In fact, this thinking was in many ways symptomatic of the entire period we are talking about here – the latter half of the 20th century and the beginning of the 21st century. One could almost label this era with the names F.W. Taylor and M. Friedman: 1900–2000.
Right now, we are in the midst of a serious confrontation with the worldview, the approach to nature, people, and business mindset that defined this era.
It is not happening quietly. That is why it is worth examining this period – to understand what we are confronting and what we are leaving behind.
We are moving away from a narrow, profit-focused mindset and a simplistic approach to economic calculations, which the world has used to base billions of decisions on—calculations that ignored nature and natural resources. You could pay your way out of anything. You could pollute and damage the environment as long as you paid; the principle was called “the polluter pays.”

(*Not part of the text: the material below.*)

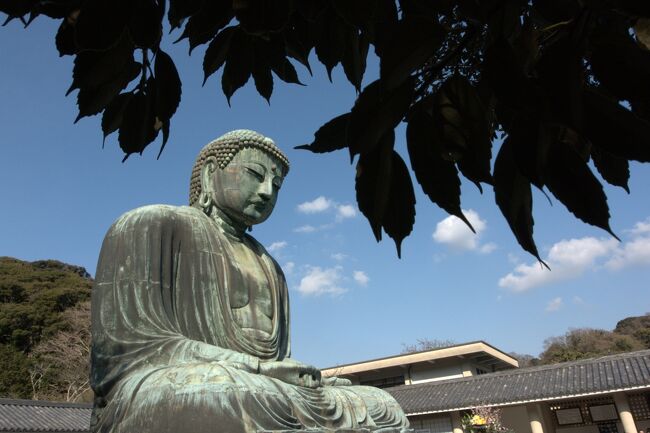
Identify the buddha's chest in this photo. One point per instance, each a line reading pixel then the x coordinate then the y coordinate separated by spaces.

But when basic calculations fail to account for the world’s ecosystems, and when companies do not voluntarily refrain from certain harmful activities, global growth will come at the expense of ecosystems. This is what has happened and continues to happen – and it is occurring on such a massive scale and at such speed that the world is waking up and responding. A loss of biodiversity cannot be bought back with money.
A new leadership mindset is emerging. Concepts such as sustainability, global responsibility, profit for life, a leap in global empathy, regeneration, and more are shaping a paradigm that stands in stark contrast to the narrow, raw, and purely competitive thinking of Milton Friedman.

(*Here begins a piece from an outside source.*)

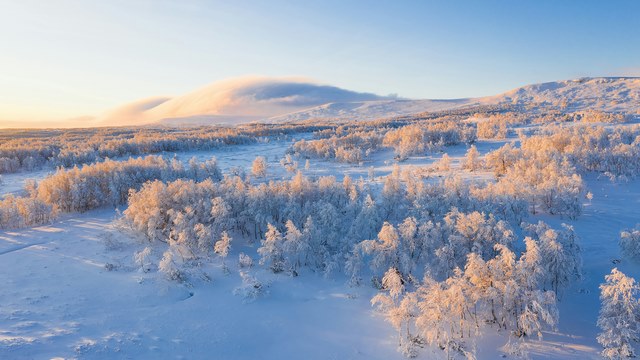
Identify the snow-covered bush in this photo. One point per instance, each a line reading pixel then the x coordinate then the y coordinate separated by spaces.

It’s no longer about profit at all costs; it’s about, as Joseph H. Bragdon put it a few years ago in a book title, Profit for Life. Economics, revenue, profit, and liquidity still matter, but no longer in a single-minded way.

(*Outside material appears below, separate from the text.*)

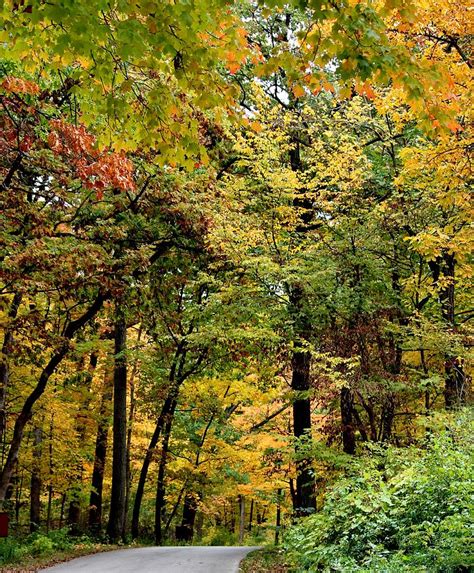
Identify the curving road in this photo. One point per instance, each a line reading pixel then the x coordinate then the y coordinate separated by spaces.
pixel 159 560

To put it simply: there is no way around sustainability, no way around respect for life and life processes.
Businesses are social organisms within global ecosystems. Businesses are part of the whole, and the whole is planet earth. We haven’t realised this yet, but we’re getting there.
Milton Friedman’s crude liberal thinking was a parenthesis that has cost us dearly, and in the words of a well-known leader, the long-time chief executive of Unilever, Paul Polman, it is not about making as much profit as possible, whatever the cost.
Instead, it’s about making a net positive contribution to the whole that every company is a part of: Planet Earth.
A company should not exist if it makes a net negative contribution to the world and the whole that it is a part of and exists in.
This is the leadership challenge and opportunity for the future.